Obviously, in the Lemmings series of games there are much more other abilities, but I suppose (although I haven’t tested them all) that they will be just combinations of all the above. Miner, for example, is a variation of Basher, but instead of moving forward, it digs forward and down.


Get down smoothly like mary poppins


Examples of using some abilities

"Liquids"

Or as I call them, the fill nodes. This is another fun addition. Their high-level logic is as follows: they are dynamic nodes that have their own “search for paths”. Put them all together and get a fluid effect. As shown in the video, you can also create the effect of falling snow.

Here's how it works - we have the following class:

 public class FillNode { public int x; public int y; public int t; } 

x and y is, as you might guess, the node address. t here is the number of times the fill node has been in the “deadlock position”. You can experiment with numbers, but for myself I chose that if it was in it 15 times, then the node is considered to be stopped, thus turning from the filling node into a normal node.

The fill nodes are not updated every frame, because then they would have to change position 60 times per second, because of which they could move too fast. We use the universal timer acting only on them. Personally, I used the update every 0.05 seconds, but you can experiment with it to get various effects of the fluid.

So, when they are updated, their “search for paths” looks like this:

1. We check if there is a node under our node, if not, then this filling node has fallen outside the map.
2. If it exists, then we check if it is empty. If it is empty, then clear the pixel in which we are and add it to the pixel (node) below. So we keep moving down.
3. However, if it is not empty, check the pixel forward-down.
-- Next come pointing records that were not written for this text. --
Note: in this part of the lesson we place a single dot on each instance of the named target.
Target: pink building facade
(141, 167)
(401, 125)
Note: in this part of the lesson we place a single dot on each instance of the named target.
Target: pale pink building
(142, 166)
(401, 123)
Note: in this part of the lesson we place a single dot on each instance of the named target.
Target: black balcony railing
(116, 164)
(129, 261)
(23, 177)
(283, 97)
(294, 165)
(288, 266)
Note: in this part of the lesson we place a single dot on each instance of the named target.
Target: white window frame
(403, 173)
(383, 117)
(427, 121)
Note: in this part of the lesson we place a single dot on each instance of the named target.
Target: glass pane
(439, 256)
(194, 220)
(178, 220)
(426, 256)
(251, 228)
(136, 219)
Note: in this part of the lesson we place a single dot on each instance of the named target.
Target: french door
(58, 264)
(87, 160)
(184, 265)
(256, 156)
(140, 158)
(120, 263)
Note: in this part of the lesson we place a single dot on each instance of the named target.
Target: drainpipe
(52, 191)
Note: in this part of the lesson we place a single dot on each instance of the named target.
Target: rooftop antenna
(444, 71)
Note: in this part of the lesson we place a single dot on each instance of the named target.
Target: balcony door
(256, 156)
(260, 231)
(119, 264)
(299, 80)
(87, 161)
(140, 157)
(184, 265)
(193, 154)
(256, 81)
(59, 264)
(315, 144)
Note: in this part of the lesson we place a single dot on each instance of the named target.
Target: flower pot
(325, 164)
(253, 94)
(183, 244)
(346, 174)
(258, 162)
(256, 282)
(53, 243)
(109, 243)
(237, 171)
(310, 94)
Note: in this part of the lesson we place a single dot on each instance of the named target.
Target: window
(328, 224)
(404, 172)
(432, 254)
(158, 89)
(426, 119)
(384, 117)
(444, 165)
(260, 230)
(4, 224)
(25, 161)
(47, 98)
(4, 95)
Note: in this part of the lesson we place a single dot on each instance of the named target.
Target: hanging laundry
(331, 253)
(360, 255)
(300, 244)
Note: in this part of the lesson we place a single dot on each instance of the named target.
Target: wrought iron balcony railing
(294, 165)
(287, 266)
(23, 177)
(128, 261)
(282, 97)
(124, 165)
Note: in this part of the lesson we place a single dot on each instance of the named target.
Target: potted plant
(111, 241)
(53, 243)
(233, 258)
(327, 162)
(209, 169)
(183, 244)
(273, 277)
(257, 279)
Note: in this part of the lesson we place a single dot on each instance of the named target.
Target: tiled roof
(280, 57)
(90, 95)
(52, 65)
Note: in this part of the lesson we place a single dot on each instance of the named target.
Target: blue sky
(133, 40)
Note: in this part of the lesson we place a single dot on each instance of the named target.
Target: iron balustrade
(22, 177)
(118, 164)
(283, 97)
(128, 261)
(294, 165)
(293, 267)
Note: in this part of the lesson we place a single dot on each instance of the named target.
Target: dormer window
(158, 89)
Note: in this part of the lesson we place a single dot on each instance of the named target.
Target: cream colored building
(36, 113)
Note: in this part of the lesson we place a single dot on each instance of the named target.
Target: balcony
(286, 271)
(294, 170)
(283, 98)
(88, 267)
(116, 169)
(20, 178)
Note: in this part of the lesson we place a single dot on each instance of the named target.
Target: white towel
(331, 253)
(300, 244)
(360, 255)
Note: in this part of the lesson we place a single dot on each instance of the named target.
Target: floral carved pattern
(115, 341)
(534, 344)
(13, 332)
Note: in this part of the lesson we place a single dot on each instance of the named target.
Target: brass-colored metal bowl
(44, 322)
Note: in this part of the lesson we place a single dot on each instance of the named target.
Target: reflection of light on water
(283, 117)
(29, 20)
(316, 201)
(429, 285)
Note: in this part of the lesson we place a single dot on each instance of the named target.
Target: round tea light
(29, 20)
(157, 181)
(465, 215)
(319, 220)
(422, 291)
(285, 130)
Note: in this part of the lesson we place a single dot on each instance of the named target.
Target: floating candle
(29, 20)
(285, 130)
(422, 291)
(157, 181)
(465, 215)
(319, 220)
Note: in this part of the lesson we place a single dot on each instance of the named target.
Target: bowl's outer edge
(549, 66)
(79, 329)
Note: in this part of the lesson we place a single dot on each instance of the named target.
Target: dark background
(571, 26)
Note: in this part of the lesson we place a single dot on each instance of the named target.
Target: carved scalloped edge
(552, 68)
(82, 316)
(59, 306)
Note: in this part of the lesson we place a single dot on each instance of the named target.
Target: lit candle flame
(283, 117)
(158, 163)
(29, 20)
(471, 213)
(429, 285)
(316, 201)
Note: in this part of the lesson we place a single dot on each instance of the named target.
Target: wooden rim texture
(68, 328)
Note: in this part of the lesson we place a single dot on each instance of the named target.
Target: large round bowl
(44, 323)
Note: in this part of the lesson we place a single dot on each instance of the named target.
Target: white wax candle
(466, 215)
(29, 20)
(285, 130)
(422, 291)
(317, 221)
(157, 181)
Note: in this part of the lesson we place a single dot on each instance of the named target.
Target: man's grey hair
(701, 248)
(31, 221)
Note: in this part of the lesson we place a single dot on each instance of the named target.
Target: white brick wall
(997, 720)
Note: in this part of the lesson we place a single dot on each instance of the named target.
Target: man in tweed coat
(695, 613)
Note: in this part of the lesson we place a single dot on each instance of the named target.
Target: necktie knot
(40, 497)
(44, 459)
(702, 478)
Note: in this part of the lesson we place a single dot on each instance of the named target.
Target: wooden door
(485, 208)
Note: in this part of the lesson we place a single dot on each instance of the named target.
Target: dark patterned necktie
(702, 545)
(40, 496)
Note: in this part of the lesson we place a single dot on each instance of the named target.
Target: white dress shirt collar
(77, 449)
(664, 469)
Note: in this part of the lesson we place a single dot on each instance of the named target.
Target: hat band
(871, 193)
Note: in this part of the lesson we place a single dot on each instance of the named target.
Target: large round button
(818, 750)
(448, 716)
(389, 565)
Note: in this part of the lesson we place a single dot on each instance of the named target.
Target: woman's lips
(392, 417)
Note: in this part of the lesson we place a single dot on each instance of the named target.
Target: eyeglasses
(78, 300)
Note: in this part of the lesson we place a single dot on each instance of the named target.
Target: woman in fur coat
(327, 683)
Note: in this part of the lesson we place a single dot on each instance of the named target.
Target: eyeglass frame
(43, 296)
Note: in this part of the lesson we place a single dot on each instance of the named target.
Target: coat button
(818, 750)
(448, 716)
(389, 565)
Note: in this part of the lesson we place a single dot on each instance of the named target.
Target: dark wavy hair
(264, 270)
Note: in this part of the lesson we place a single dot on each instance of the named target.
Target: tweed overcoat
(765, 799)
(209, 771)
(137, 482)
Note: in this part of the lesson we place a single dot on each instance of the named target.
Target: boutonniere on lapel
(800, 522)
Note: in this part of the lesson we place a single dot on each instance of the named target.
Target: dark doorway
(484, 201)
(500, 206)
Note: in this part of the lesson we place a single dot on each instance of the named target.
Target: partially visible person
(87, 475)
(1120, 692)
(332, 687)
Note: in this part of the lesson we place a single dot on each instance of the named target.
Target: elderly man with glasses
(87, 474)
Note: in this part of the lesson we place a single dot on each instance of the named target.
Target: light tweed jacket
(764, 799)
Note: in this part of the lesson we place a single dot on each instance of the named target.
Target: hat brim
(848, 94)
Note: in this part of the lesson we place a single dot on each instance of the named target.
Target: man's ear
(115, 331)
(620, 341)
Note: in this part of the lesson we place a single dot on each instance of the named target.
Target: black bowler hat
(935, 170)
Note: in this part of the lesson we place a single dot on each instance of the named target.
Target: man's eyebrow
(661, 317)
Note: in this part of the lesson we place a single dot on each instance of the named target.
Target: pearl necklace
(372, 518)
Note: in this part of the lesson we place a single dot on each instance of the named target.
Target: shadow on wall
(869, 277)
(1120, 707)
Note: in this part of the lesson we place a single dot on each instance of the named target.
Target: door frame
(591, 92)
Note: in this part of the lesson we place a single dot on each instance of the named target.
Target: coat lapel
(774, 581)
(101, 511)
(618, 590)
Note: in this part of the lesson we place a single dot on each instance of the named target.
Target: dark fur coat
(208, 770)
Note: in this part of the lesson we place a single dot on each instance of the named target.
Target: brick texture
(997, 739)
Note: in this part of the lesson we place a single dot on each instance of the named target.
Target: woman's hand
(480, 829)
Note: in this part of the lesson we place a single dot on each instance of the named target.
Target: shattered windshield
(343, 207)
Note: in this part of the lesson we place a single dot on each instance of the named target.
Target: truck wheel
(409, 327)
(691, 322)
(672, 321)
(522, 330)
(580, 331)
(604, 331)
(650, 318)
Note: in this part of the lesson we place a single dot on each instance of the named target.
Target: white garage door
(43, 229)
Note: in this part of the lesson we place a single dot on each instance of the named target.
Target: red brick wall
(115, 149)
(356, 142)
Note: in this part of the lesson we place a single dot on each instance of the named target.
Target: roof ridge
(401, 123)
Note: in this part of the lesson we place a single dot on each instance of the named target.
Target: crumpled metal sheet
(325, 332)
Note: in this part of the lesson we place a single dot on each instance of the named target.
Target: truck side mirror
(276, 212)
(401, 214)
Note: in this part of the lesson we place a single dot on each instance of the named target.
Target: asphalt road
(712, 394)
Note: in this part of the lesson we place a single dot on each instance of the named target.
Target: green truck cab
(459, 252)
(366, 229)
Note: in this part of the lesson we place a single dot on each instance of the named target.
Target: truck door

If it is empty, move there.
4. If the forward-down is full, then move back-down.
5. If we are in a position from which there is no place to move, then we add to the filling node t.
6. If t is greater than the value we specify, then delete the fill node and leave the pixel full.

t is responsible for three aspects. First, by removing nodes that are not moving, it ensures that we do not have a huge list of filling nodes. Secondly, it allows you to avoid sticking the nodes to each other when falling. Thirdly, if the node is at a dead end, but is not yet considered to be stopped, then the unit digging under it will cause the filling node to fall down during the next update, which creates a beautiful dynamic effect.

Considering all the above, one might think that the “fluid” effect greatly affects the speed, but in our case it is not. As shown in the video, I tested it with large numbers (more than 10,000 filling nodes). Although there was no chance that all 10,000 would be “alive” at the same time, this created a very beautiful effect, shown below.


Play with this extra system. The "placeholder" ability needs only a spawn position, after which it will create several filling nodes and allow them to move independently.

Level editor

You probably guessed that it would not be possible without it, because in essence, all we did was change the colors of the pixels. Therefore, the next logical step will be the creation of a level editor, which, of course, will be a pixel drawing tool. I don’t think that it’s worth going deeper into the analysis of this editor, because it only uses the same functions described above, but focuses not on units, but on the position of the mouse. Of course, if you want to see the whole code, you can watch the video.

But I want to talk more about serialization, so ...

Serialization

As I showed in the video, there are several ways to implement it. I don't even have to use an editor to create levels. We can simply load an image from a disk into .png and use it as a level. The system we have already created opens up wide possibilities. However, we still need to create a game from texture, so we need to maintain the spawn position and exit position (let's call them two events). In the sequels of the original Lemmings there were several such events, but let's focus on each of them, the basis of the logic will be the same.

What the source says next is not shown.